Marc’s heart was too damaged and weak for the balloon to help much, so they tried a more advanced piece of kit that was new to the Royal Infirmary: a device that sucked blood out of the body, gave it oxygen and pumped it back in – a bedside mechanical stand-in for the heart and lungs. This was cutting-edge technology that made the television news that evening: ‘For the first time ever in Scotland, a mechanical assist has been used to keep a patient’s heart going.’ And it was a fantastic success at first. The monitors that had been so quiet as Marc lay there, barely functioning, now bleeped and flashed as his body found new strength.

Norrie, Marc’s father, who was a roofer in his forties at the time, remembers what he said when he saw the screens behind Marc come to life: ‘Wow, this is us sorted. It’s like the Blackpool Illuminations in here!’

Linda was in the room with him and she was just as thrilled. She grabbed hold of her ex-husband and laughed, but the joy didn’t last. The movement on the monitors slowed again and then stopped, and within half an hour they were as quiet as before. Marc was sinking again. And the high was followed by a new low. Linda saw something else now, something that horrified her. She noticed that the colour had begun to drain from Marc’s legs, leaving them grey with white and red blotches. The death tartan. She recognised that from seeing patients die on her ward.

‘That’s it, he’s going now,’ she thought, getting angry. ‘This is not the way the world is meant to work. They are not supposed to go before us!’

So says every parent who has had to watch a child die. Stunned and confused, she and Norrie went back to the family room, where their sons and daughter and Linda’s mother did not know what to say.
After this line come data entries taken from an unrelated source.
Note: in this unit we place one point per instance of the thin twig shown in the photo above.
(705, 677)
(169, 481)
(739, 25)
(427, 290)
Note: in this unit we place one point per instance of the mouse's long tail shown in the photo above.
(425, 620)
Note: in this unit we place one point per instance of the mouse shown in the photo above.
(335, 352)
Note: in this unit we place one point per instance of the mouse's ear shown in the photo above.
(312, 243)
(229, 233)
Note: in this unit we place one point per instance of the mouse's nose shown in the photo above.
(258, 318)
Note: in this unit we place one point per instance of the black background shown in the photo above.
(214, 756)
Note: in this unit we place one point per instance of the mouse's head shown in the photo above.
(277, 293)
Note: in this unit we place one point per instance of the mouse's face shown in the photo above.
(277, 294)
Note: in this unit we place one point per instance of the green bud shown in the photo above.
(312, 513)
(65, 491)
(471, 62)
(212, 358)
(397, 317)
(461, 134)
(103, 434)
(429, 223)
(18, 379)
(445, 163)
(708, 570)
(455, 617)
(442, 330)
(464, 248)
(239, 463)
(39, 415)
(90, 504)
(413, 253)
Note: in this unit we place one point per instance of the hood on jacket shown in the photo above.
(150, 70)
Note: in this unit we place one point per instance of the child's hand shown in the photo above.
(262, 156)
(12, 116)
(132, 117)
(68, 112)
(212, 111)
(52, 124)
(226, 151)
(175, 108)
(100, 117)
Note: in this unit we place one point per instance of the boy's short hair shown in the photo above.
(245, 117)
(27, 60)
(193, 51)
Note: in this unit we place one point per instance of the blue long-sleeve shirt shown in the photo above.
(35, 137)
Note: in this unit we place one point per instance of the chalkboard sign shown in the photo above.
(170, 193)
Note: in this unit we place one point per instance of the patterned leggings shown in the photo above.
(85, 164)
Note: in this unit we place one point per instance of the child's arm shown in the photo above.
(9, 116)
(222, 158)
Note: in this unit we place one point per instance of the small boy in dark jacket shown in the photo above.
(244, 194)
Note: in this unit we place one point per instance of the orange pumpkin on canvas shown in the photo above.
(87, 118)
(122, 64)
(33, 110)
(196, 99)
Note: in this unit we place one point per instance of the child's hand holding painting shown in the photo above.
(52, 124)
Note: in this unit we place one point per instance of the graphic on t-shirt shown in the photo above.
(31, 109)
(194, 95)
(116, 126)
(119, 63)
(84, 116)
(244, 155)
Then the doctor entered the room too and the sky fell in.

‘Marc is dying right now, as we speak, and there is nothing else we can do.’

Linda heard a fierce sound like a riot in the street outside, but it was right beside her: Betty, her ‘wee, sensible mother’, going frantic. Linda heard her cries through the double glazing of panic and fear. Norrie was angry too, but their daughter Leasa tried to hold it all together for all of them. The eldest and quietest child was also the strongest, and now as the doctor talked again about a virus and tried to explain myocarditis she interrupted him and the words came spilling out of her. ‘What does that mean? He’s fit, he’s healthy, he doesn’t drink and he doesn’t smoke. We’ve got no history of heart problems in the family. What are you talking about?’

She thought of her brother, wrapped in silver foil to keep the heat in as warm air was fanned over his body, and Leasa felt as if the doctors had already made their decision and all this medical jargon was a way to justify letting him go. ‘It was like they were giving him his last rites.’